2.3 网络运行:农村公共文化服务供给行为碎片化

农村公共文化服务多元供给主体应建构互惠共生式网络关系,才能达成相互依赖、相互协作、相互支持的共治共享状态。当前农村公共文化服务供给网络较为松散,主要表现在:一是农村公共文化服务政策沟通“碎片化”。行政权力主导的政策沟通极易存在倾向政府部门的趋势,从而会降低其它农村公共文化服务行动者参与政策沟通与合作的积极性。政府部门会借助其在议程设置以及绩效监督等方面的优势地位,掌握政策沟通过程中的话语权,通过选择、代言、否决等多种沟通策略使政策结果隐含政府部门的政绩意图里。二是农村公共文化服务资金融通“碎片化”。政府部门通常掌握着公共服务市场化、社会化改革的控制权,在公共服务供给手段、公共服务资源分配、公共服务合作对象选择等关键议题具有权威性话语。由于供给意愿较低,专项财政资金投入较少,乡镇政府在推进乡村公共文化服务市场化方面普遍处在消极状态,在公共文化服务领域还没有广泛实施外包购买政策,导致市场主体缺乏参与乡村公共文化服务的机会。三是农村公共文化服务项目联通“碎片化”。新时期随着乡村公共文化财政投入力度的加大,越来越多的标志性文化场馆出现在乡村大地上,然而对于普通农民而言,财政投资建设的乡村文化场馆俨然成为“充满着权力符号的剧场,极大消解了村民享用公共文化产品的热情[3]。”

3 农村公共文化服务合作供给的优化路径

新时代农村公共文化服务合作供给需要坚持以农民为中心的核心理念,从政府本位向农民本位转变,从政府管理模式向公共治理模式转型,积极调动政府、市场与社会的积极性和主动性,培育农村公共文化服务主体行动能力,完善农村公共文化服务合作供给机制,努力形成政府主导和社会参与良性互动的治理格局,最大限度地满足广大农民群众多样化、多层次、多形式的精神文化需求。

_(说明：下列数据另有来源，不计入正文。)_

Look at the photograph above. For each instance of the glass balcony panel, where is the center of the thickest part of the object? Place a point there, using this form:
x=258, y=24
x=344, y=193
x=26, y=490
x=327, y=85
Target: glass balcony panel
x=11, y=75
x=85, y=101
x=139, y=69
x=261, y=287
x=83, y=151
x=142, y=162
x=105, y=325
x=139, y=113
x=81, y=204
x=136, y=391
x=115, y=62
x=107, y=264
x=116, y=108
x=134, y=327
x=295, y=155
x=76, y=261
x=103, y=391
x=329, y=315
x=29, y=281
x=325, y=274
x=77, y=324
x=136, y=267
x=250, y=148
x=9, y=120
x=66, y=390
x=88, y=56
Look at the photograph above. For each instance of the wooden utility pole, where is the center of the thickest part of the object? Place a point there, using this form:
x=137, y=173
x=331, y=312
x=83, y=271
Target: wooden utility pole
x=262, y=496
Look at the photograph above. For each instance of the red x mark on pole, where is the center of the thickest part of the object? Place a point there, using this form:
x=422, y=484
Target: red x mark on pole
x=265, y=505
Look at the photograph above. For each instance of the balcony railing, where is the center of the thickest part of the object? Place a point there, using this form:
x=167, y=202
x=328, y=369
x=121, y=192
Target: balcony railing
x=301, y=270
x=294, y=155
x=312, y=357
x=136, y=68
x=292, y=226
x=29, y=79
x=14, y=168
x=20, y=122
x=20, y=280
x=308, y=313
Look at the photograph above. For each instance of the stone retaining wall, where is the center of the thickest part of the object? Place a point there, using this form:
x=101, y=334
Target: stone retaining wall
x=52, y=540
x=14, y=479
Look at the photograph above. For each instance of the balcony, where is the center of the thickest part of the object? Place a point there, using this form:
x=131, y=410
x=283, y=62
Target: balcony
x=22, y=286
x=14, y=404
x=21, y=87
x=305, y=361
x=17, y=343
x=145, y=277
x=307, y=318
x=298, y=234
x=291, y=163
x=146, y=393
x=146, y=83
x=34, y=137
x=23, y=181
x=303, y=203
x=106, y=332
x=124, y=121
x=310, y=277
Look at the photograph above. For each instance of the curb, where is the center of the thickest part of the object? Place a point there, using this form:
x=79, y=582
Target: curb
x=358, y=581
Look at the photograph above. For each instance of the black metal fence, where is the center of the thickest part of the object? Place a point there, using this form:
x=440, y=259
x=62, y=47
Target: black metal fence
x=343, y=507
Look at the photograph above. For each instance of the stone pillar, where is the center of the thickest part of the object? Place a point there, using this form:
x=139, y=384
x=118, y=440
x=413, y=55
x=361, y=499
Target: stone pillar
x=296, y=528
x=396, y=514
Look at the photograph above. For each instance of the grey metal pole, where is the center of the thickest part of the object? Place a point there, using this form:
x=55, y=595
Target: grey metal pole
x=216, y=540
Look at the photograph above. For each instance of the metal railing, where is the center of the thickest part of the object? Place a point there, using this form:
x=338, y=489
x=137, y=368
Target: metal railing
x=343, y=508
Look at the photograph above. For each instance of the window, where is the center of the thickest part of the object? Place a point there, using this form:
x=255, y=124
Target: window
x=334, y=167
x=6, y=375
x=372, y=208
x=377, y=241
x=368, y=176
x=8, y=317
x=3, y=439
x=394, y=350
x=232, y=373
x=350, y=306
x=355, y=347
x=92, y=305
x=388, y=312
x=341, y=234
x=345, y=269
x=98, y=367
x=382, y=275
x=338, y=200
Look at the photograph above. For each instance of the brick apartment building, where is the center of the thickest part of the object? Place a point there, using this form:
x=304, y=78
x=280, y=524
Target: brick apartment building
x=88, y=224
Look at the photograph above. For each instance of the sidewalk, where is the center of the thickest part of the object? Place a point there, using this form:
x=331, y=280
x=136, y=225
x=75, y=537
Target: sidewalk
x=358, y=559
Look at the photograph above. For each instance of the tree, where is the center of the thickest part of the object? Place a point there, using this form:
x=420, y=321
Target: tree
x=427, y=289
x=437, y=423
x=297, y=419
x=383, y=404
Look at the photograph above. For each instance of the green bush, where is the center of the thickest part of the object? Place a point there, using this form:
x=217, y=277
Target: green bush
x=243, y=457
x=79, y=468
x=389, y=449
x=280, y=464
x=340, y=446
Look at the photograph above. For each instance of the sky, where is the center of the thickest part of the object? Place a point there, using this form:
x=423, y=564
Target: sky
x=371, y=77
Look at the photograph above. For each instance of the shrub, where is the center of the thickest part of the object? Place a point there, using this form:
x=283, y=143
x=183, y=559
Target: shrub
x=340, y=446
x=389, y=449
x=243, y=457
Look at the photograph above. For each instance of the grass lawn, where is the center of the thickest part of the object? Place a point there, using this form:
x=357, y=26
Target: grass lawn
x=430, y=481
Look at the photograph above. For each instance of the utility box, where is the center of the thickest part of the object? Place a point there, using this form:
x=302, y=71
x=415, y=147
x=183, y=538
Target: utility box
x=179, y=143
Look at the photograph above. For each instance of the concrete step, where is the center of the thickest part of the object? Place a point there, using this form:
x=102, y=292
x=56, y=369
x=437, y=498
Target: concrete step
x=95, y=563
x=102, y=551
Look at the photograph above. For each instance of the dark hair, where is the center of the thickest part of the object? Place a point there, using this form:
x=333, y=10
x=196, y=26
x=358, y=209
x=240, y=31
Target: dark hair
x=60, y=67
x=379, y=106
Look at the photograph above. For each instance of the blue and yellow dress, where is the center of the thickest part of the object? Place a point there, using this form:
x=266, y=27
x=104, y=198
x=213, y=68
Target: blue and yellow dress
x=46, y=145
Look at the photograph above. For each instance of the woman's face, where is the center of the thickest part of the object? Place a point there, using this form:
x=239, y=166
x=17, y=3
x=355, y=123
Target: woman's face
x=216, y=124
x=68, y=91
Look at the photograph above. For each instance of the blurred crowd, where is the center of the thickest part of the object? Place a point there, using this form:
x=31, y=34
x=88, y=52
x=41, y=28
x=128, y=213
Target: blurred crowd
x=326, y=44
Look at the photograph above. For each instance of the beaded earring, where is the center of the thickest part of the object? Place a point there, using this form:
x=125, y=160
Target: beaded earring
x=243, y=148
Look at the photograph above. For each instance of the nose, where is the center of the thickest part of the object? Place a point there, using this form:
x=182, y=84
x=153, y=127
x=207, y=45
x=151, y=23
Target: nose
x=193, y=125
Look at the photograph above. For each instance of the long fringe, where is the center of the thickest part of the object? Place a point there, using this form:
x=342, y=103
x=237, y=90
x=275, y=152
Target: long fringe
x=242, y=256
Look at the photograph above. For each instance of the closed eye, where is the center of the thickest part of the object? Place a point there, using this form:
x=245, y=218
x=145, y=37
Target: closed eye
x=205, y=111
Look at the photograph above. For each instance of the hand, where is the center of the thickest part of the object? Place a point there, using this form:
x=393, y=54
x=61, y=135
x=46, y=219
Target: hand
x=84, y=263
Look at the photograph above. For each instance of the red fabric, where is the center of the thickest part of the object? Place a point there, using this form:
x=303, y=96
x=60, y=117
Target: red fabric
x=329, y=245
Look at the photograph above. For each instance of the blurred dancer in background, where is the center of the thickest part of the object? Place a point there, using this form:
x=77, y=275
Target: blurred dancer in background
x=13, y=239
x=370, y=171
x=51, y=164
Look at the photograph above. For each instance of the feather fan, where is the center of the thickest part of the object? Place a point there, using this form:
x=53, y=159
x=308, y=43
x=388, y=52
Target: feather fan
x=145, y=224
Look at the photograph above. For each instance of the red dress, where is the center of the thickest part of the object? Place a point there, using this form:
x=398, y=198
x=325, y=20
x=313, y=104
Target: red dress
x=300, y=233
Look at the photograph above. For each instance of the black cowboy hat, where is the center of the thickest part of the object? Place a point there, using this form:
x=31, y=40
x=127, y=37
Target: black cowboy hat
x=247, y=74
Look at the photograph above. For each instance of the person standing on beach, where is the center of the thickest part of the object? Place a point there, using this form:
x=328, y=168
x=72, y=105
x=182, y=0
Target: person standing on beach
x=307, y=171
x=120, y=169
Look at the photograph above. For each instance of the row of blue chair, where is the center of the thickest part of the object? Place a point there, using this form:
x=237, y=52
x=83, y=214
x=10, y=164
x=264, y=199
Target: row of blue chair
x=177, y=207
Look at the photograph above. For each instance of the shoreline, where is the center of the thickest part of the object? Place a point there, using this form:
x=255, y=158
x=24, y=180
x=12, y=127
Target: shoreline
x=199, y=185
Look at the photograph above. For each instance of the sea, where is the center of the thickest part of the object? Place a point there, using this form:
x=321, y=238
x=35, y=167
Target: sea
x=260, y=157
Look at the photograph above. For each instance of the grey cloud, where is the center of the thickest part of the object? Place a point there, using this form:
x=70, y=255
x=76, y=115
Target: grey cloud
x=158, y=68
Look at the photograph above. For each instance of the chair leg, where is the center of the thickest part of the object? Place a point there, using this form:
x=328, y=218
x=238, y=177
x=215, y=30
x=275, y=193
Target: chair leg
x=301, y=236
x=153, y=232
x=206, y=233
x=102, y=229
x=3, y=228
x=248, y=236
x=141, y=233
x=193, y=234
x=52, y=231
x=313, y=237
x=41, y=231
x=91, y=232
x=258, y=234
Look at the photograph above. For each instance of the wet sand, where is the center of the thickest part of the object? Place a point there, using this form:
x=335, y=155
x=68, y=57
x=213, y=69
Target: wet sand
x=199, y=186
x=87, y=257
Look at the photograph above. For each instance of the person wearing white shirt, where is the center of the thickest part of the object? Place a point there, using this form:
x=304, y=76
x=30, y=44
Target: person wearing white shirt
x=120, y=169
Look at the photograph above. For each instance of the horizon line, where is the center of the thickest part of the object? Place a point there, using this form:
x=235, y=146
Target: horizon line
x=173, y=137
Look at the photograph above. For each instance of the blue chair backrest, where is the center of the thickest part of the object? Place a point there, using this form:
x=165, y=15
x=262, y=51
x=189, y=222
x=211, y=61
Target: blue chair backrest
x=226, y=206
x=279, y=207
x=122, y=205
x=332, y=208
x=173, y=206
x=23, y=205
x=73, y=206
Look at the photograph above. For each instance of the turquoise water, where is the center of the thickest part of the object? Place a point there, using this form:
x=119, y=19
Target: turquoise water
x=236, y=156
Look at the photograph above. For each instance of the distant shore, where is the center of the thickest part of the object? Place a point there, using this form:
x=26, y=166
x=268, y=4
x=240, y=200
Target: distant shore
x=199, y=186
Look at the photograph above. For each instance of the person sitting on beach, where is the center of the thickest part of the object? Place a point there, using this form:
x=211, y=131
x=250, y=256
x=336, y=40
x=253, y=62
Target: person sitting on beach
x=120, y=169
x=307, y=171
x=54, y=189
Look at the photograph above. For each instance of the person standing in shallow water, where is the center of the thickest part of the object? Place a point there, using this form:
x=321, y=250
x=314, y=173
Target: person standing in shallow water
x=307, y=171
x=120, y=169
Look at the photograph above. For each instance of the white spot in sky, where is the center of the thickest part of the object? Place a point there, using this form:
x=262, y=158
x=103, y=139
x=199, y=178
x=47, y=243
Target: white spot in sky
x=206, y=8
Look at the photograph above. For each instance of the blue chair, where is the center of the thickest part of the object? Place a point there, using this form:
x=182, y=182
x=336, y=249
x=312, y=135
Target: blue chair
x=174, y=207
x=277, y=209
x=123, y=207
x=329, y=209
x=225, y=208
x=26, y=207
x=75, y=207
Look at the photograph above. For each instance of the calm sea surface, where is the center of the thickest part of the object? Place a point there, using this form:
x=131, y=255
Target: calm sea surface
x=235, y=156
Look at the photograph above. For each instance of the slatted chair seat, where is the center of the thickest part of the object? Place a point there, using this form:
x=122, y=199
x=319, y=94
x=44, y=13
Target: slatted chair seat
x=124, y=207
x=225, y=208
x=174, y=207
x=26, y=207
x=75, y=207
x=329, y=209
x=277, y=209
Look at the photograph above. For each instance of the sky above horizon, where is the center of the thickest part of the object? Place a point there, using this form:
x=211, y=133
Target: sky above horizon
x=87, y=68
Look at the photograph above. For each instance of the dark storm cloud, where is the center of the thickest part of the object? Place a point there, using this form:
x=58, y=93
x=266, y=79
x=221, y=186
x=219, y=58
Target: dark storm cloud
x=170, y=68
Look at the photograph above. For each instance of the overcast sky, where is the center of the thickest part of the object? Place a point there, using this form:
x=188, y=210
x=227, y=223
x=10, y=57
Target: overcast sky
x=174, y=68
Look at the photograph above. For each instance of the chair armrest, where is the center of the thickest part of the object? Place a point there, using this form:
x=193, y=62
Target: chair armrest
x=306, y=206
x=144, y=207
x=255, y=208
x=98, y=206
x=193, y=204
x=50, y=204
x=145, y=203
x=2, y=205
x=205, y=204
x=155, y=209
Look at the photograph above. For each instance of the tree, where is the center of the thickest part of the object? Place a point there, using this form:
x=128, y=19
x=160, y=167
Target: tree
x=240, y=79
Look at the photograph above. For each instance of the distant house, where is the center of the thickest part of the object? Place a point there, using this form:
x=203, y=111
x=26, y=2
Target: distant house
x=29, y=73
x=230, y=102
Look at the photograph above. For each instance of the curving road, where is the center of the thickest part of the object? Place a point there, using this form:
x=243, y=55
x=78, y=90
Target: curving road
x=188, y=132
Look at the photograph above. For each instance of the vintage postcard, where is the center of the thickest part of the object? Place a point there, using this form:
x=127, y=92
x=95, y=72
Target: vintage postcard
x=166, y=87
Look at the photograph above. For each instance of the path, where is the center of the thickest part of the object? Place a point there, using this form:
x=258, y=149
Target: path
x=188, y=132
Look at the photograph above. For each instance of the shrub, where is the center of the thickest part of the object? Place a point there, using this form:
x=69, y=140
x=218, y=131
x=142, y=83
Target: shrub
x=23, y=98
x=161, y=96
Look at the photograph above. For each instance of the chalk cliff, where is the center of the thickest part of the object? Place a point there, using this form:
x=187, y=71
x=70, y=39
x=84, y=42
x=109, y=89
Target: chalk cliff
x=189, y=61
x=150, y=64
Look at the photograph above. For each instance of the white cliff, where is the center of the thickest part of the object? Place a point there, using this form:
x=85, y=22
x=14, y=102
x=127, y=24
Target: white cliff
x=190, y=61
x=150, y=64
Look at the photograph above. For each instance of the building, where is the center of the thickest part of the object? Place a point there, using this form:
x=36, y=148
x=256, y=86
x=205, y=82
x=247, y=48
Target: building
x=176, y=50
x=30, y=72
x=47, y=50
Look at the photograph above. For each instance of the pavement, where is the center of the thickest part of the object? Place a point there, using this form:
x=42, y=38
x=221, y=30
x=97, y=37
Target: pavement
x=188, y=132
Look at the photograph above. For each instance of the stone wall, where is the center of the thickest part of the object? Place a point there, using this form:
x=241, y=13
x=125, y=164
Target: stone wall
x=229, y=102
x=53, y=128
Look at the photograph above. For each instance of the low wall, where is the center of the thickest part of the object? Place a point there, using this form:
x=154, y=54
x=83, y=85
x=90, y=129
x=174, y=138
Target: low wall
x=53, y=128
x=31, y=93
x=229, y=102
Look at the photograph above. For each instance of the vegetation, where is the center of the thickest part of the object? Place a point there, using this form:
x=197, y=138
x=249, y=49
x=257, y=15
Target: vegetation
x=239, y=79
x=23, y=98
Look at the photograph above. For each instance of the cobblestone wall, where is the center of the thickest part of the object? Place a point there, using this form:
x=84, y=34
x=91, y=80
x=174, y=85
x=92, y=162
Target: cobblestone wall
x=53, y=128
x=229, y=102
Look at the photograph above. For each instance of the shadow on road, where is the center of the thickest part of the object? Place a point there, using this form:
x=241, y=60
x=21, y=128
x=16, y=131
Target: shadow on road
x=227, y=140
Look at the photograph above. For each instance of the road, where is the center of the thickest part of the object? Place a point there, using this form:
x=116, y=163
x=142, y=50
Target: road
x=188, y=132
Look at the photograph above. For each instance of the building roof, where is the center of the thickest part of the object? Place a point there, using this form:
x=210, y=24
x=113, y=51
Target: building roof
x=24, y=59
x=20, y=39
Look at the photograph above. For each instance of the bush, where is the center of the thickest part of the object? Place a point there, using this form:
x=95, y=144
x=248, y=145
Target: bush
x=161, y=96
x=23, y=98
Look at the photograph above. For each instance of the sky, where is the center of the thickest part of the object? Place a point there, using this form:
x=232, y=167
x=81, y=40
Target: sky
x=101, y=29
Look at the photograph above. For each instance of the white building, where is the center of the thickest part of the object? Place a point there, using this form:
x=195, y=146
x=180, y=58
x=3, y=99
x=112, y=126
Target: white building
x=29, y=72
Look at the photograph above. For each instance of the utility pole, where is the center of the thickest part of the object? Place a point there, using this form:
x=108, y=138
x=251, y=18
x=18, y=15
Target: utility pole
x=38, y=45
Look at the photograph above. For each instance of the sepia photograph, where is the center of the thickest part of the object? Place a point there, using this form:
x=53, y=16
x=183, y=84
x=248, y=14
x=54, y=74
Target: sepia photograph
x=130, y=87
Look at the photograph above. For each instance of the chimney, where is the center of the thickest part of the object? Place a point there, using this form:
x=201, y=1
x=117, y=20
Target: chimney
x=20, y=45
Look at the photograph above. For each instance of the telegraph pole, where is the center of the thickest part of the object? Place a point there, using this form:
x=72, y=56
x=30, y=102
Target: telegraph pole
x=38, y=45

3.1 网络节点:农村公共文化服务合作供给的基础条件

农村公共文化服务的公共属性决定了政府部门必须成为农村公共文化服务的第一责任主体。政府部门应担负起代表农民文化利益、维护农民文化权利、满足农民文化需求的公共责任,努力使广大农民群众共享新时代文化发展成果。要合理设置政绩考核指标,保持各级政府职能履行的均衡性;要明确划分中央、地方、基层政府三者间的财权、事权范围,加大中央和省级财政专项转移支付力度,稳步增加农村公共文化服务资金投入;要改变传统重视场馆设施建设的外延式供给,确立以公共文化服务质量为核心的内涵式供给。其次,农村公共文化服务供给要注重培育具有独立自主能力的社会文艺组织,创造条件让他们在农民文化利益表达、公共文化政策制定以及传统文化资源保护方面发挥积极的作用。政府部门应创设公平的培育环境,通过公开竞争的方式择优选择扶持对象,提升社会组织资金筹集、专业创作、群众组织、社会服务能力。最后,农村公共文化服务供给必须赋予农民表达文化权益诉求的权利和参与农村公共文化事务管理的权力,建立常态化、规范化、民主化的协商对话渠道,充分保障农民群众的知情权、参与权、表达权以及监督权,唤醒乡村民众的权利意识、主体意识、公共精神,促使乡村民众从被动接受的旁观者转变为主动有为的行动者。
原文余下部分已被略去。